Bryce Canyon has been towards the top of our National Park MUST-DO! list for quite some time now. And we are so excited to finally be able to check it out and off our National Parks list! This was a GREAT Day! We visited the park on September 24, 2016 - which turned out to be one of the FREE PARKS admission days, so that was a real treat to find out when we pulled up to the booths to enter the park. It was a slow drive in to the park as the roadway that leads in has some pretty interesting sites to see... some stops along the way, and we were also taking our time so the GoPro camera could capture some of the driving footage along the way. It was a great advantage to be able to drive through the park!
A few things to keep in mind that we try and remind everyone when traveling through the National Parks no matter what time of year is to check the weather! These pictures reflect what looks like a nice and sunny day, which it was, however you won't see the wind, 50 degree temperature, cool breeze and that some locations already had a little bit of snow on the trails. So remember to pack appropriate, bring your jackets along with all your other travel gear!
Red Canyon/Scenic Byway 12
We decided to follow the signs and pull off stops along the way for driving through Bryce. It took us almost the entire day to get through the park as we really did take our time at each pull off, stopping all along the way and doing some of the walking trails. Other advice that was given to us was to drive straight to the top and then work your way down. I'm sure either way would work, and take up about the same amount of time but that was our route.
Getting in some video with the GoPro that you will see shortly on our YouTube channel
On a clear day at Bryce Canyon, you can see over 150 miles and even recognize landforms in Arizona! From several of the parks viewpoints you can usually see Navajo Mountain, more than 80 miles away. Very cool, right?!
Bryce Canyon National Park is not a canyon, but rather, a spectacular series of 14 huge amphitheaters, each of which is carved at least 1,000 feet into the pastel palette of limestone along the Paunsaugunt Plateau.
Highest: 9,115 feet (2778 m)
Sarek taking his Pano photos at Rainbow Point.
Hoodoo [hoo’doo] n. 1. A pinnacle or odd-shaped rock left standing by the forces of erosion. -- One of the main reasons for our visit was to check out the Hoodoos!
Lowest: 6,620 feet (2018 m) Yellow Creek.
Highest: 9,115 feet (2778 m) at Rainbow Point. Area: 55 square miles (35,835 acres)
Bryce Canyon's most striking feature -- the hoodoos. They're photogenic, stunningly beautiful such a site to see! The view just keeps going and going and going!
We really really enjoyed our Bryce Canyon Adventure.

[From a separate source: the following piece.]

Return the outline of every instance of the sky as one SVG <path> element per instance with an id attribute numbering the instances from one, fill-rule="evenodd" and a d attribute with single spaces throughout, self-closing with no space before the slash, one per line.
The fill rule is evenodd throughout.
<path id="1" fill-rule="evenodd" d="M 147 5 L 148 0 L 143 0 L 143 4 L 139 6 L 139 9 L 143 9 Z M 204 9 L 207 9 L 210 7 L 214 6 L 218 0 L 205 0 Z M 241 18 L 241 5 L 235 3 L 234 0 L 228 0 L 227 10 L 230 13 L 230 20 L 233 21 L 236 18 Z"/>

Stay tuned for our social media post coming up next highlighting our stops off throughout the park. If this park isn't on your LIST IT SHOULD BE!
TIPS to Remember:
1) Check the weather, dress for it!
2) Go to the NPS website and download their Travel Packet https://www.nps.gov/brca/planyourvisit/things2know.htm
3) Take a read through the Hoodoo Newspaper that you receive at the entrance of the park at the booth. You will find all kinds of information, map, shuttle schedule, walking/hiking guides, park roads information and services, emergency response, and more!
4) Pack water for your walks/hikes. It is recommended to drink 1 quart/liter every 1-2 hours.
5) Bring a back pack for hikes with all your essentials. Food snacks, water, first aid supplies, maps, and more. Something light enough to carry or keep close by in the car. Don't forget sunglasses for sunny days and waterproof jackets for rainy ones!
6) Hat and Sunscreen, even if its cool outside, you may not realize how powerful the sun is until later. Pack it and use it.
7) If you plan to hike towards the evening time bring a flashlight and headlamp with you to help guide your way. Take extra caution and be careful when hiking in Bryce. There are some steep drop offs, but do it safely and you should be fine!
8) If you are visiting with your children check out the junior ranger program!
9) Shuttle buses have no fees in addition to the entrance fee and offer another way to visit the park. The Bryce Canyon Shuttle is voluntary. Riding the Bryce Canyon shuttle reduces traffic, conserves fuel, saves time, money, and helps protect the planet!
10) Bring your camera, GoPro, your camera phone, special photo lenses and more. Don't forget to bring SOMETHING with you to capture all that beautiful Bryce and its views has to offer!